Der Bericht eines Franzosen macht deutlich, wie ein Patient Krankheit und Behandlung, Pillen und Therapeuten erlebt. Um dann ohne professionelle Hilfe zu versuchen, aus der großen, stummen Verzweiflung den Weg zurück in die eigene Sprache, in die eigene Geschichte zu finden. Ein komplexer Lesestoff, der spannende Fragen für Betroffene aufwirft: Liegt der Ausgangspunkt einer Depression schlichtweg im "erlernten Fehlverhalten", im "ungünstig erlernten Muster", wie der Psychiater Ulrich Hegerl vom "Kompetenznetz Depression" und seine Mitarbeiter in ihrem Ratgeber zum Rätsel Depression schreiben? Hilft es, wenn der Patient seine depressiven Denkweisen als ein "hausgemachtes Problem und nicht etwa eine unumstößliche Realität" versteht; wenn er bereit ist, "die schwarze Brille abzusetzen", die verschriebenen Mittel zu schlucken und "eingefahrene negative Denkmuster zu erkennen, zu überprüfen und zu ersetzen"? Oder öffnen sich die "dunklen Welten der Depression", wenn ein Mensch frühe seelische Verletzungen, unverarbeitete traumatische Erfahrungen, die Last aktueller gesellschaftlicher Umstände, rundum fehlendes Verständnis seiner Leiden und womöglich die Einflüsse einer genetischen Disposition nicht mehr bewältigen kann? Ist die Depression weniger ein krankhafter Zustand, sondern eher ein Prozess, der abhängig von komplexen inneren und äußeren Bedingungen abläuft, wie Marianne Leuzinger-Bohleber, die Direktorin des Sigmund Freud Instituts Frankfurt, im Sonderheft Depression der wissenschaftlichen Zeitschrift Psyche erklärt? Nach dieser Sicht wäre Depression möglicherweise gar eine "gesunde Antwort" auf wachsende gesellschaftliche Anforderungen, auf ganz realistische Überforderungen, wie sie die Sozialpsychologin Christine Morgenroth – ebenfalls im Psyche- Heft – untersucht.

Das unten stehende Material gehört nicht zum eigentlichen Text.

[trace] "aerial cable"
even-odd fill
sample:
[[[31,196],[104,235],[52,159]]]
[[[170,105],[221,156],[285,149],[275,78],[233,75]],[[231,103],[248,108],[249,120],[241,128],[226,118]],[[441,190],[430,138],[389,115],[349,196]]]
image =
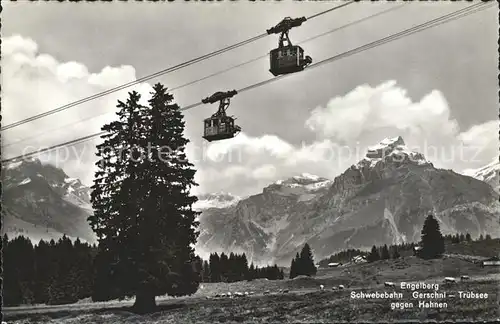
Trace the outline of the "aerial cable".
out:
[[[309,70],[309,69],[321,66],[321,65],[326,64],[326,63],[331,63],[333,61],[342,59],[344,57],[354,55],[354,54],[356,54],[358,52],[363,52],[363,51],[366,51],[366,50],[371,49],[373,47],[377,47],[377,46],[380,46],[382,44],[391,42],[391,41],[399,39],[401,37],[408,36],[408,35],[414,34],[416,32],[420,32],[420,31],[426,30],[428,28],[441,25],[441,24],[449,22],[451,20],[462,18],[462,17],[464,17],[466,15],[475,13],[477,11],[484,10],[484,9],[486,9],[487,6],[491,6],[491,3],[489,3],[489,4],[488,3],[476,3],[476,4],[473,4],[473,5],[469,6],[469,7],[466,7],[466,8],[463,8],[463,9],[459,9],[459,10],[457,10],[455,12],[450,13],[450,14],[441,16],[439,18],[435,18],[435,19],[433,19],[431,21],[422,23],[420,25],[416,25],[414,27],[410,27],[410,28],[408,28],[406,30],[403,30],[401,32],[398,32],[396,34],[392,34],[390,36],[387,36],[387,37],[384,37],[382,39],[376,40],[374,42],[362,45],[360,47],[357,47],[355,49],[349,50],[347,52],[343,52],[341,54],[338,54],[338,55],[332,56],[330,58],[327,58],[325,60],[319,61],[317,63],[311,64],[307,69]],[[474,11],[472,11],[472,9],[474,9]],[[252,85],[247,86],[245,88],[239,89],[237,91],[238,91],[238,93],[241,93],[241,92],[245,92],[245,91],[248,91],[248,90],[252,90],[252,89],[261,87],[261,86],[263,86],[265,84],[268,84],[268,83],[271,83],[271,82],[278,81],[279,79],[282,79],[284,77],[291,76],[291,75],[292,74],[287,74],[287,75],[280,75],[280,76],[277,76],[277,77],[273,77],[273,78],[270,78],[270,79],[267,79],[267,80],[264,80],[264,81],[252,84]],[[201,102],[197,102],[197,103],[191,104],[189,106],[185,106],[181,110],[191,109],[191,108],[200,106],[201,104],[202,104]]]
[[[456,19],[463,18],[463,17],[468,16],[470,14],[473,14],[473,13],[485,10],[488,7],[491,7],[494,4],[495,3],[493,3],[493,2],[490,2],[490,3],[484,3],[484,2],[482,2],[482,3],[473,4],[473,5],[469,6],[469,7],[466,7],[466,8],[463,8],[463,9],[459,9],[459,10],[453,12],[453,13],[441,16],[439,18],[435,18],[433,20],[430,20],[428,22],[422,23],[420,25],[410,27],[410,28],[408,28],[406,30],[403,30],[401,32],[398,32],[396,34],[384,37],[384,38],[379,39],[377,41],[365,44],[363,46],[360,46],[360,47],[357,47],[355,49],[349,50],[347,52],[344,52],[344,53],[332,56],[332,57],[327,58],[327,59],[324,59],[324,60],[322,60],[320,62],[317,62],[315,64],[310,65],[307,70],[310,70],[311,68],[318,67],[318,66],[321,66],[321,65],[324,65],[324,64],[328,64],[328,63],[334,62],[336,60],[340,60],[342,58],[349,57],[351,55],[354,55],[354,54],[366,51],[368,49],[371,49],[371,48],[374,48],[374,47],[377,47],[377,46],[389,43],[391,41],[394,41],[394,40],[397,40],[397,39],[400,39],[400,38],[403,38],[403,37],[406,37],[406,36],[409,36],[409,35],[412,35],[412,34],[415,34],[415,33],[421,32],[421,31],[424,31],[424,30],[427,30],[429,28],[440,26],[440,25],[442,25],[444,23],[447,23],[447,22],[450,22],[450,21],[453,21],[453,20],[456,20]],[[252,89],[255,89],[257,87],[266,85],[268,83],[277,81],[278,79],[282,79],[282,78],[284,78],[286,76],[289,76],[289,75],[281,75],[281,76],[274,77],[274,78],[271,78],[271,79],[268,79],[268,80],[264,80],[264,81],[261,81],[259,83],[247,86],[247,87],[242,88],[240,90],[237,90],[237,92],[240,93],[240,92],[252,90]],[[188,110],[188,109],[200,106],[202,104],[203,104],[202,102],[195,103],[195,104],[192,104],[192,105],[189,105],[189,106],[185,106],[185,107],[181,108],[180,110],[182,110],[182,111],[183,110]],[[107,132],[105,132],[105,131],[101,131],[101,132],[98,132],[98,133],[95,133],[95,134],[87,135],[85,137],[81,137],[81,138],[78,138],[78,139],[75,139],[75,140],[72,140],[72,141],[69,141],[69,142],[65,142],[65,143],[61,143],[61,144],[58,144],[58,145],[53,145],[53,146],[48,147],[48,148],[40,149],[40,150],[37,150],[35,152],[30,152],[30,153],[27,153],[27,154],[24,154],[24,155],[19,155],[19,156],[13,157],[13,158],[8,158],[8,159],[5,159],[5,160],[2,160],[2,163],[10,162],[10,161],[13,161],[13,160],[17,160],[19,158],[28,158],[30,156],[33,156],[33,155],[36,155],[36,154],[45,153],[45,152],[48,152],[48,151],[52,151],[52,150],[60,148],[60,147],[65,147],[65,146],[69,146],[69,145],[74,145],[74,144],[86,142],[86,141],[89,141],[89,140],[91,140],[91,139],[93,139],[95,137],[104,135],[106,133]]]
[[[128,83],[125,83],[125,84],[122,84],[120,86],[117,86],[117,87],[114,87],[112,89],[109,89],[109,90],[106,90],[106,91],[103,91],[103,92],[100,92],[100,93],[97,93],[95,95],[92,95],[92,96],[89,96],[89,97],[86,97],[86,98],[83,98],[83,99],[80,99],[80,100],[77,100],[77,101],[74,101],[72,103],[69,103],[69,104],[66,104],[64,106],[61,106],[59,108],[56,108],[56,109],[52,109],[52,110],[49,110],[49,111],[46,111],[44,113],[41,113],[41,114],[38,114],[38,115],[35,115],[35,116],[32,116],[32,117],[28,117],[26,119],[23,119],[23,120],[20,120],[20,121],[17,121],[17,122],[14,122],[12,124],[9,124],[7,126],[4,126],[0,129],[0,131],[4,131],[4,130],[7,130],[7,129],[10,129],[10,128],[13,128],[13,127],[17,127],[17,126],[20,126],[20,125],[23,125],[23,124],[26,124],[26,123],[29,123],[29,122],[32,122],[34,120],[37,120],[37,119],[40,119],[40,118],[43,118],[43,117],[46,117],[46,116],[49,116],[49,115],[52,115],[52,114],[55,114],[55,113],[58,113],[58,112],[61,112],[61,111],[64,111],[64,110],[67,110],[69,108],[72,108],[72,107],[75,107],[75,106],[78,106],[80,104],[83,104],[85,102],[88,102],[88,101],[91,101],[91,100],[94,100],[94,99],[98,99],[98,98],[101,98],[101,97],[104,97],[108,94],[111,94],[111,93],[114,93],[114,92],[117,92],[117,91],[120,91],[120,90],[123,90],[123,89],[126,89],[128,87],[131,87],[131,86],[134,86],[134,85],[137,85],[141,82],[144,82],[144,81],[147,81],[147,80],[150,80],[150,79],[153,79],[153,78],[156,78],[156,77],[159,77],[161,75],[164,75],[164,74],[167,74],[167,73],[171,73],[171,72],[174,72],[174,71],[177,71],[177,70],[180,70],[182,68],[185,68],[187,66],[190,66],[192,64],[195,64],[195,63],[198,63],[198,62],[201,62],[201,61],[204,61],[206,59],[209,59],[213,56],[217,56],[219,54],[222,54],[224,52],[227,52],[227,51],[230,51],[230,50],[233,50],[233,49],[236,49],[238,47],[241,47],[241,46],[244,46],[244,45],[247,45],[251,42],[254,42],[260,38],[263,38],[267,36],[267,34],[261,34],[261,35],[258,35],[258,36],[255,36],[253,38],[250,38],[246,41],[243,41],[243,42],[239,42],[237,44],[234,44],[234,45],[231,45],[231,46],[228,46],[228,47],[225,47],[221,50],[217,50],[217,51],[214,51],[214,52],[211,52],[209,54],[206,54],[206,55],[203,55],[201,57],[198,57],[198,58],[195,58],[195,59],[192,59],[192,60],[189,60],[187,62],[184,62],[184,63],[181,63],[181,64],[178,64],[178,65],[175,65],[173,67],[170,67],[170,68],[167,68],[167,69],[164,69],[162,71],[159,71],[159,72],[156,72],[156,73],[153,73],[153,74],[150,74],[150,75],[147,75],[145,77],[142,77],[142,78],[139,78],[139,79],[136,79],[134,81],[131,81],[131,82],[128,82]]]
[[[452,20],[463,18],[463,17],[465,17],[467,15],[470,15],[470,14],[476,13],[478,11],[487,9],[486,7],[491,7],[491,5],[492,5],[492,3],[489,3],[489,4],[487,4],[487,3],[476,3],[474,5],[471,5],[471,6],[467,7],[467,8],[457,10],[456,12],[447,14],[445,16],[442,16],[442,17],[436,18],[434,20],[428,21],[426,23],[423,23],[423,24],[411,27],[409,29],[406,29],[404,31],[401,31],[401,32],[398,32],[396,34],[390,35],[388,37],[379,39],[377,41],[365,44],[365,45],[357,47],[355,49],[352,49],[352,50],[343,52],[341,54],[329,57],[329,58],[324,59],[322,61],[316,62],[314,64],[311,64],[308,67],[308,70],[312,69],[312,68],[315,68],[315,67],[318,67],[318,66],[321,66],[321,65],[324,65],[324,64],[327,64],[327,63],[331,63],[333,61],[340,60],[342,58],[345,58],[345,57],[348,57],[348,56],[351,56],[351,55],[354,55],[354,54],[357,54],[357,53],[360,53],[360,52],[363,52],[363,51],[366,51],[366,50],[369,50],[371,48],[383,45],[385,43],[392,42],[392,41],[400,39],[402,37],[409,36],[411,34],[415,34],[417,32],[421,32],[421,31],[424,31],[426,29],[439,26],[441,24],[450,22]],[[278,79],[282,79],[282,78],[285,78],[287,76],[290,76],[290,75],[289,74],[288,75],[280,75],[278,77],[270,78],[270,79],[261,81],[261,82],[256,83],[256,84],[252,84],[252,85],[247,86],[245,88],[239,89],[238,93],[244,92],[244,91],[248,91],[248,90],[252,90],[254,88],[258,88],[258,87],[266,85],[268,83],[272,83],[272,82],[278,81]],[[189,108],[196,107],[196,106],[199,106],[199,105],[201,105],[201,103],[196,103],[196,104],[190,105]]]
[[[342,26],[340,26],[340,27],[335,27],[335,28],[330,29],[330,30],[328,30],[328,31],[326,31],[326,32],[323,32],[323,33],[321,33],[321,34],[318,34],[318,35],[315,35],[315,36],[312,36],[312,37],[306,38],[306,39],[304,39],[304,40],[302,40],[302,41],[300,41],[300,42],[297,42],[297,44],[304,44],[304,43],[307,43],[307,42],[313,41],[313,40],[318,39],[318,38],[320,38],[320,37],[324,37],[324,36],[329,35],[329,34],[331,34],[331,33],[334,33],[334,32],[340,31],[340,30],[342,30],[342,29],[345,29],[345,28],[347,28],[347,27],[353,26],[353,25],[355,25],[355,24],[358,24],[358,23],[361,23],[361,22],[367,21],[367,20],[369,20],[369,19],[371,19],[371,18],[375,18],[375,17],[377,17],[377,16],[380,16],[380,15],[386,14],[386,13],[388,13],[388,12],[390,12],[390,11],[400,9],[400,8],[402,8],[402,7],[406,6],[406,5],[408,5],[408,3],[403,3],[403,4],[399,5],[399,6],[392,7],[392,8],[386,9],[386,10],[382,10],[382,11],[377,12],[377,13],[375,13],[375,14],[372,14],[372,15],[369,15],[369,16],[366,16],[366,17],[363,17],[363,18],[358,19],[358,20],[354,20],[354,21],[352,21],[352,22],[350,22],[350,23],[347,23],[347,24],[345,24],[345,25],[342,25]],[[233,65],[233,66],[231,66],[231,67],[229,67],[229,68],[226,68],[226,69],[223,69],[223,70],[220,70],[220,71],[214,72],[214,73],[212,73],[212,74],[209,74],[209,75],[204,76],[204,77],[202,77],[202,78],[196,79],[196,80],[194,80],[194,81],[190,81],[190,82],[188,82],[188,83],[184,83],[184,84],[182,84],[182,85],[180,85],[180,86],[176,86],[176,87],[174,87],[174,88],[172,88],[172,89],[169,89],[169,91],[170,91],[170,92],[174,92],[174,91],[176,91],[176,90],[179,90],[179,89],[182,89],[182,88],[188,87],[188,86],[190,86],[190,85],[193,85],[193,84],[199,83],[199,82],[201,82],[201,81],[205,81],[205,80],[210,79],[210,78],[213,78],[213,77],[215,77],[215,76],[218,76],[218,75],[224,74],[224,73],[226,73],[226,72],[228,72],[228,71],[230,71],[230,70],[233,70],[233,69],[236,69],[236,68],[242,67],[242,66],[244,66],[244,65],[247,65],[247,64],[250,64],[250,63],[256,62],[256,61],[258,61],[258,60],[261,60],[261,59],[264,59],[264,58],[267,58],[267,57],[268,57],[268,54],[266,53],[266,54],[261,55],[261,56],[259,56],[259,57],[253,58],[253,59],[251,59],[251,60],[249,60],[249,61],[245,61],[245,62],[243,62],[243,63],[239,63],[239,64],[237,64],[237,65]],[[85,118],[85,119],[81,119],[81,120],[78,120],[78,121],[75,121],[75,122],[72,122],[72,123],[69,123],[69,124],[62,125],[62,126],[57,127],[57,128],[50,129],[49,131],[46,131],[46,132],[38,133],[38,134],[36,134],[36,135],[33,135],[33,136],[30,136],[30,137],[26,137],[26,138],[23,138],[23,139],[20,139],[20,140],[17,140],[17,141],[14,141],[14,142],[8,143],[8,144],[6,144],[6,145],[3,145],[2,147],[5,149],[5,148],[10,147],[10,146],[12,146],[12,145],[15,145],[15,144],[18,144],[18,143],[22,143],[22,142],[25,142],[25,141],[27,141],[27,140],[29,140],[29,139],[32,139],[32,138],[38,137],[38,136],[40,136],[40,135],[46,134],[47,132],[57,131],[57,130],[60,130],[60,129],[63,129],[63,128],[66,128],[66,127],[69,127],[69,126],[72,126],[72,125],[75,125],[75,124],[80,124],[80,123],[82,123],[82,122],[85,122],[85,121],[88,121],[88,120],[91,120],[91,119],[94,119],[94,118],[97,118],[97,117],[100,117],[100,116],[104,116],[104,115],[107,115],[107,114],[111,114],[111,113],[113,113],[113,112],[112,112],[112,111],[111,111],[111,112],[105,112],[105,113],[101,113],[101,114],[98,114],[98,115],[94,115],[94,116],[91,116],[91,117],[88,117],[88,118]]]
[[[309,16],[309,17],[307,17],[306,19],[307,19],[307,20],[314,19],[314,18],[316,18],[316,17],[319,17],[319,16],[321,16],[321,15],[324,15],[324,14],[326,14],[326,13],[329,13],[329,12],[331,12],[331,11],[333,11],[333,10],[340,9],[340,8],[342,8],[342,7],[345,7],[345,6],[348,6],[348,5],[350,5],[350,4],[353,4],[354,2],[356,2],[356,1],[349,1],[349,2],[347,2],[347,3],[344,3],[344,4],[340,5],[340,6],[333,7],[333,8],[330,8],[330,9],[328,9],[328,10],[325,10],[325,11],[319,12],[319,13],[317,13],[317,14],[314,14],[314,15],[312,15],[312,16]]]
[[[314,14],[310,17],[307,17],[306,20],[310,20],[310,19],[314,19],[320,15],[323,15],[323,14],[326,14],[328,12],[331,12],[333,10],[336,10],[336,9],[340,9],[342,7],[345,7],[347,5],[350,5],[350,4],[353,4],[355,3],[354,0],[352,1],[349,1],[347,3],[344,3],[342,5],[339,5],[339,6],[336,6],[336,7],[333,7],[333,8],[330,8],[330,9],[327,9],[325,11],[322,11],[320,13],[317,13],[317,14]],[[211,52],[211,53],[208,53],[208,54],[205,54],[203,56],[200,56],[200,57],[197,57],[197,58],[194,58],[194,59],[191,59],[187,62],[184,62],[184,63],[181,63],[181,64],[178,64],[178,65],[175,65],[175,66],[172,66],[170,68],[167,68],[167,69],[164,69],[164,70],[161,70],[159,72],[156,72],[156,73],[153,73],[153,74],[150,74],[150,75],[147,75],[147,76],[144,76],[144,77],[141,77],[137,80],[134,80],[134,81],[131,81],[131,82],[128,82],[128,83],[125,83],[125,84],[122,84],[120,86],[117,86],[117,87],[114,87],[112,89],[109,89],[109,90],[106,90],[106,91],[103,91],[103,92],[100,92],[100,93],[97,93],[95,95],[92,95],[90,97],[86,97],[86,98],[83,98],[83,99],[80,99],[80,100],[77,100],[75,102],[72,102],[72,103],[69,103],[69,104],[66,104],[64,106],[61,106],[59,108],[56,108],[56,109],[52,109],[52,110],[49,110],[49,111],[46,111],[44,113],[41,113],[41,114],[38,114],[38,115],[35,115],[35,116],[32,116],[32,117],[28,117],[26,119],[23,119],[23,120],[20,120],[20,121],[17,121],[17,122],[14,122],[12,124],[8,124],[7,126],[4,126],[2,128],[0,128],[0,131],[4,131],[4,130],[7,130],[7,129],[11,129],[13,127],[17,127],[17,126],[20,126],[20,125],[23,125],[23,124],[26,124],[26,123],[29,123],[29,122],[32,122],[34,120],[37,120],[37,119],[40,119],[40,118],[43,118],[43,117],[46,117],[46,116],[50,116],[52,114],[55,114],[55,113],[58,113],[58,112],[61,112],[61,111],[64,111],[66,109],[69,109],[69,108],[72,108],[72,107],[75,107],[77,105],[80,105],[82,103],[85,103],[85,102],[88,102],[88,101],[91,101],[91,100],[94,100],[94,99],[97,99],[97,98],[101,98],[101,97],[104,97],[108,94],[111,94],[111,93],[114,93],[114,92],[117,92],[117,91],[120,91],[120,90],[123,90],[123,89],[126,89],[128,87],[131,87],[131,86],[134,86],[134,85],[137,85],[141,82],[144,82],[144,81],[148,81],[150,79],[153,79],[153,78],[156,78],[156,77],[159,77],[159,76],[162,76],[162,75],[165,75],[165,74],[168,74],[168,73],[172,73],[174,71],[177,71],[177,70],[180,70],[182,68],[185,68],[187,66],[190,66],[192,64],[195,64],[195,63],[199,63],[201,61],[204,61],[206,59],[209,59],[211,57],[214,57],[214,56],[217,56],[217,55],[220,55],[222,53],[225,53],[225,52],[228,52],[228,51],[231,51],[233,49],[236,49],[238,47],[241,47],[241,46],[244,46],[244,45],[247,45],[247,44],[250,44],[254,41],[257,41],[263,37],[266,37],[266,36],[269,36],[267,33],[262,33],[260,35],[257,35],[255,37],[252,37],[252,38],[249,38],[245,41],[242,41],[242,42],[239,42],[239,43],[236,43],[236,44],[233,44],[233,45],[230,45],[230,46],[227,46],[225,48],[222,48],[220,50],[217,50],[217,51],[214,51],[214,52]]]
[[[375,17],[377,17],[377,16],[380,16],[380,15],[386,14],[386,13],[388,13],[388,12],[390,12],[390,11],[400,9],[400,8],[402,8],[403,6],[406,6],[406,5],[408,5],[408,3],[403,3],[403,4],[401,4],[401,5],[397,6],[397,7],[392,7],[392,8],[386,9],[386,10],[382,10],[382,11],[380,11],[380,12],[377,12],[377,13],[372,14],[372,15],[370,15],[370,16],[363,17],[363,18],[361,18],[361,19],[358,19],[358,20],[352,21],[352,22],[347,23],[347,24],[345,24],[345,25],[342,25],[342,26],[340,26],[340,27],[335,27],[335,28],[330,29],[330,30],[328,30],[328,31],[326,31],[326,32],[323,32],[323,33],[321,33],[321,34],[318,34],[318,35],[315,35],[315,36],[312,36],[312,37],[309,37],[309,38],[303,39],[303,40],[301,40],[301,41],[297,42],[297,44],[304,44],[304,43],[310,42],[310,41],[312,41],[312,40],[318,39],[318,38],[320,38],[320,37],[324,37],[324,36],[326,36],[326,35],[328,35],[328,34],[332,34],[332,33],[334,33],[334,32],[340,31],[340,30],[345,29],[345,28],[347,28],[347,27],[351,27],[351,26],[353,26],[353,25],[355,25],[355,24],[358,24],[358,23],[361,23],[361,22],[367,21],[367,20],[369,20],[369,19],[371,19],[371,18],[375,18]],[[196,79],[196,80],[194,80],[194,81],[190,81],[190,82],[188,82],[188,83],[184,83],[184,84],[182,84],[182,85],[180,85],[180,86],[176,86],[176,87],[174,87],[174,88],[170,89],[170,91],[175,91],[175,90],[178,90],[178,89],[181,89],[181,88],[184,88],[184,87],[190,86],[190,85],[192,85],[192,84],[195,84],[195,83],[198,83],[198,82],[201,82],[201,81],[205,81],[205,80],[207,80],[207,79],[210,79],[210,78],[213,78],[213,77],[215,77],[215,76],[221,75],[221,74],[223,74],[223,73],[229,72],[229,71],[231,71],[231,70],[233,70],[233,69],[236,69],[236,68],[242,67],[242,66],[244,66],[244,65],[247,65],[247,64],[250,64],[250,63],[256,62],[256,61],[258,61],[258,60],[261,60],[261,59],[264,59],[264,58],[268,58],[268,57],[269,57],[269,54],[268,54],[268,53],[266,53],[266,54],[261,55],[261,56],[259,56],[259,57],[255,57],[255,58],[253,58],[253,59],[251,59],[251,60],[245,61],[245,62],[243,62],[243,63],[239,63],[239,64],[236,64],[236,65],[233,65],[233,66],[231,66],[231,67],[229,67],[229,68],[226,68],[226,69],[224,69],[224,70],[220,70],[220,71],[214,72],[214,73],[212,73],[212,74],[209,74],[209,75],[207,75],[207,76],[204,76],[204,77],[202,77],[202,78]]]

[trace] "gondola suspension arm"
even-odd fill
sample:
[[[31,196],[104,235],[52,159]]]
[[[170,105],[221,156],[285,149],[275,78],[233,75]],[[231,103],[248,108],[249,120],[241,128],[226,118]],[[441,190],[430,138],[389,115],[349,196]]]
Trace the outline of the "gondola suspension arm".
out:
[[[288,37],[288,32],[293,27],[299,27],[306,20],[307,20],[306,17],[300,17],[300,18],[285,17],[276,26],[267,29],[266,32],[268,35],[280,34],[279,47],[283,47],[283,43],[285,41],[288,43],[287,46],[292,46],[292,42],[290,41],[290,38]]]

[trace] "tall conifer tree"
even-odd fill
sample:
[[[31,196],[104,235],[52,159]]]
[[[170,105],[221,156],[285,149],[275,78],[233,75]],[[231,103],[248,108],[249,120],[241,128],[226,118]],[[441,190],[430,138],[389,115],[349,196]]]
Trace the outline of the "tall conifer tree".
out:
[[[440,258],[444,254],[444,238],[439,223],[432,215],[427,216],[424,221],[421,244],[420,255],[425,259]]]
[[[148,107],[139,100],[131,92],[118,103],[119,120],[103,127],[89,221],[99,238],[98,269],[109,271],[97,274],[108,282],[97,295],[135,295],[134,309],[145,313],[155,309],[155,296],[196,292],[200,273],[183,116],[161,84]]]
[[[300,252],[300,273],[299,275],[314,276],[316,275],[316,265],[314,264],[314,257],[309,244],[305,244]]]

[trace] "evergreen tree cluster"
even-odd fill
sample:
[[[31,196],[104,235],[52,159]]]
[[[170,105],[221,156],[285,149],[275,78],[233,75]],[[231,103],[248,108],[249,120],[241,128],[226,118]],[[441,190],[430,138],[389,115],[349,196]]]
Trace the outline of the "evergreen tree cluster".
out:
[[[456,244],[456,243],[472,242],[472,241],[491,241],[491,235],[490,234],[486,234],[486,235],[481,234],[481,235],[479,235],[479,237],[476,240],[473,240],[470,233],[465,233],[465,234],[456,233],[454,235],[452,235],[452,234],[444,235],[444,239],[446,242]]]
[[[278,268],[275,264],[273,266],[265,267],[254,267],[253,264],[250,265],[248,269],[248,280],[253,279],[269,279],[269,280],[283,280],[285,274],[283,269]]]
[[[378,260],[398,259],[401,257],[400,251],[402,249],[411,249],[411,246],[403,247],[401,245],[384,244],[383,246],[372,246],[370,253],[366,257],[366,261],[375,262]]]
[[[121,298],[112,282],[103,276],[107,272],[100,268],[107,267],[108,263],[102,260],[103,254],[98,253],[99,247],[95,245],[82,243],[79,239],[72,242],[66,236],[58,241],[40,240],[33,245],[24,236],[9,240],[4,235],[2,248],[5,306],[70,304],[88,297],[95,300],[96,296]],[[277,265],[248,266],[245,254],[230,253],[228,257],[224,253],[220,256],[214,253],[210,255],[210,262],[197,257],[194,264],[193,271],[201,276],[202,282],[284,278],[283,270]]]
[[[423,241],[420,242],[420,244],[416,242],[405,242],[401,244],[396,244],[396,245],[384,245],[384,246],[372,246],[370,252],[366,251],[361,251],[361,250],[355,250],[355,249],[348,249],[344,250],[341,252],[338,252],[326,259],[323,259],[319,262],[321,266],[327,266],[328,263],[330,262],[348,262],[350,261],[353,257],[357,255],[362,255],[367,257],[368,262],[374,262],[378,260],[384,260],[384,259],[397,259],[401,257],[401,255],[408,255],[411,251],[411,254],[413,254],[413,249],[419,245],[421,247],[424,246],[424,241],[425,241],[425,246],[430,246],[431,252],[430,255],[434,255],[434,257],[439,257],[439,255],[442,255],[444,253],[444,242],[449,242],[449,243],[461,243],[461,242],[472,242],[472,241],[491,241],[491,235],[480,235],[476,240],[472,239],[472,236],[470,233],[456,233],[456,234],[448,234],[448,235],[441,235],[441,231],[439,228],[439,224],[437,223],[437,220],[434,218],[434,216],[429,215],[424,223],[424,226],[422,228],[422,238]],[[442,239],[441,239],[442,238]],[[437,251],[435,250],[437,248]],[[434,250],[434,251],[433,251]],[[441,252],[442,251],[442,252]],[[425,252],[424,252],[425,253]],[[441,254],[440,254],[441,253]],[[422,255],[423,257],[428,257],[425,254]]]
[[[309,244],[305,244],[300,253],[297,253],[290,265],[290,279],[297,276],[314,276],[318,269],[314,264],[314,257]]]
[[[283,279],[283,270],[277,265],[263,268],[248,266],[246,255],[211,253],[208,261],[203,261],[201,269],[202,282],[236,282],[267,278],[269,280]]]
[[[5,306],[67,304],[92,295],[95,246],[66,236],[33,245],[4,235],[2,247]]]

An wen soll sich der Informatiker Hans P., 33, wenden, wenn er "plötzlich" nicht mehr schlafen kann, kaum mehr zur Arbeit gehen mag, wenn er jede alltägliche Kleinigkeit als "übermächtige Bedrohung" empfindet? Was soll aus der 16-jährigen Maria werden, die trotz äußerlich intakter Familie (Vater Oberarzt, Mutter Lehrerin), unablässig nach Aufmerksamkeit und Zuwendung sucht, nur Ersatz und Betäubung (Drogen, Selbstverletzung) findet und in die Depression abstürzt? Was kann die Akademikerin Frau A. tun, die intelligent, gebildet, sozial integriert und beruflich erfolgreich ist und doch angesichts des plötzlichen Endes einer großen Liebesgeschichte, von Verzweiflung überwältigt, suizidal wird? Die das Gefühl hat, ihr werde bei lebendigem Leibe eine hart erarbeitete "zweite Haut" abgezogen – darunter nichts als Horror?